Just then our food arrived and was set down in front of us by the server. I began to eat my panino, and Oscar started in on his apple. Before biting into it, he used his knife to peel all the skin away.

“You’re taking off the skin?”

“Sure.”

“But that’s the part that keeps the doctor away. It’s got most of the vitamins and fiber.”

“I do what I do, Jenna. I’m too old to adopt newfangled approaches like eating the skin of an apple.”

“You just throw it away?”

“No. At home I might use some of it to make an apple martini for guests.”

“Oh.”

“Weren’t we discussing,” Oscar said, “who poisoned Primo?”

“Yes. I suppose I’m just trying to take my mind off the whole thing. Three days ago I thought this was over, and now it’s returned.”

“Let’s get back to the analysis, Jenna. First of all, you think you left your office door open when you went across the hall to take the phone call, right?”

“I’m sure I did.”

“If you were gone for seventeen minutes, that means Primo was sitting there by himself for seventeen minutes with the door open, and almost anyone could have come by and seen him.”

“True.”

“Jenna, isn’t this just like when the cops find people murdered in their own house and there’s no sign of forced entry? What do they always say in those cases?”

“I don’t know, Oscar, what do they say?”

“That the killers were probably someone the victims knew, and that the victims let them in.”

“You’re saying if my office door was open for all that time, the person who poisoned the coffee was someone Primo knew who came by and saw him sitting there and invited himself in to chat. Or herself. And Primo made no objection.”

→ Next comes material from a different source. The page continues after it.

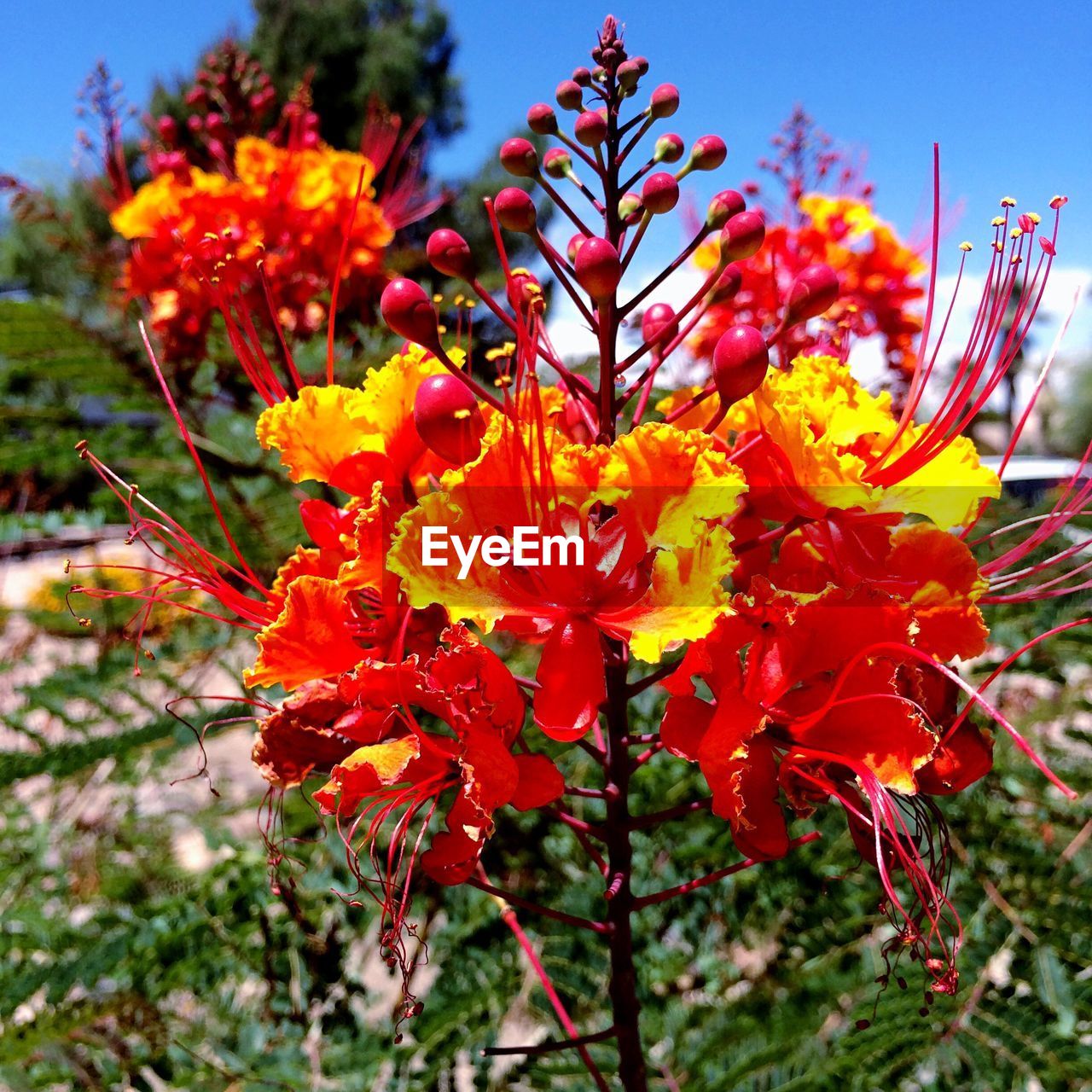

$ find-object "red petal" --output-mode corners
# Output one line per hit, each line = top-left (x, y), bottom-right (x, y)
(535, 618), (607, 742)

“Exactly, and, while chatting, whoever that was surreptitiously dumped the poison in Primo’s coffee, waited for him to get in too much distress to call for help and then left and locked the door behind them.”

“The only problem with that,” I said, “is that there was clearly poison in the coffeepot itself, too, because it burned the leaves of the plant I dumped it in.”

“All right,” Oscar said, “let’s modify my theory. After Primo was disabled, the killer dumped the poison in the pot, too, in order to frame you, or maybe kill you. That way, it got into the pot without having to be brewed and exposed to too much heat.”

“If you’re right, Oscar,” I said, “that leaves us with two very likely suspects: Julie and Quinto. Both were in the vicinity and both had reason to kill Primo. Julie out of anger and Quinto to get Primo’s copy of the map, with the longitude of the sunken
Ayuda
written on it.”

“Exactly. The problem is that while we now have a plausible scenario, we have no direct evidence against either of them.”

“Except,” I said, “that Julie tore out the diary page on which Primo wrote that Julie had threatened to kill him. And in the diary Primo also wrote that Quinto threatened to kill him if he showed the map to me.”

“Actually,” Oscar said, “that’s not quite what Primo wrote, or not all of it, anyway. You can check the copy of the diary, but, if I recall correctly, what Primo actually said was that Quinto had threatened to kill him if Primo showed you the map in order to ‘involve you’ in ‘our project.’”

“What’s the difference?”

“Your interpretation focuses on Quinto being worried that you’d see the map. I think what Quinto was worried about—assuming the diary reports all of this correctly—was not that you’d see the map but that once you got involved, you would investigate the true facts of their project. Whatever they are. And that perhaps Aldous, who already knew a lot, would help you.”

Just then my cell rang. I answered and listened.

“A drink tomorrow? Sure, I could do that. Five o’clock sounds fine. If I’m going to run late for some reason, I’ll call you on the number you just called me on.”

“Who was that?” Oscar asked.

“It was Tess. She says she’s discovered something I’ll find very interesting.”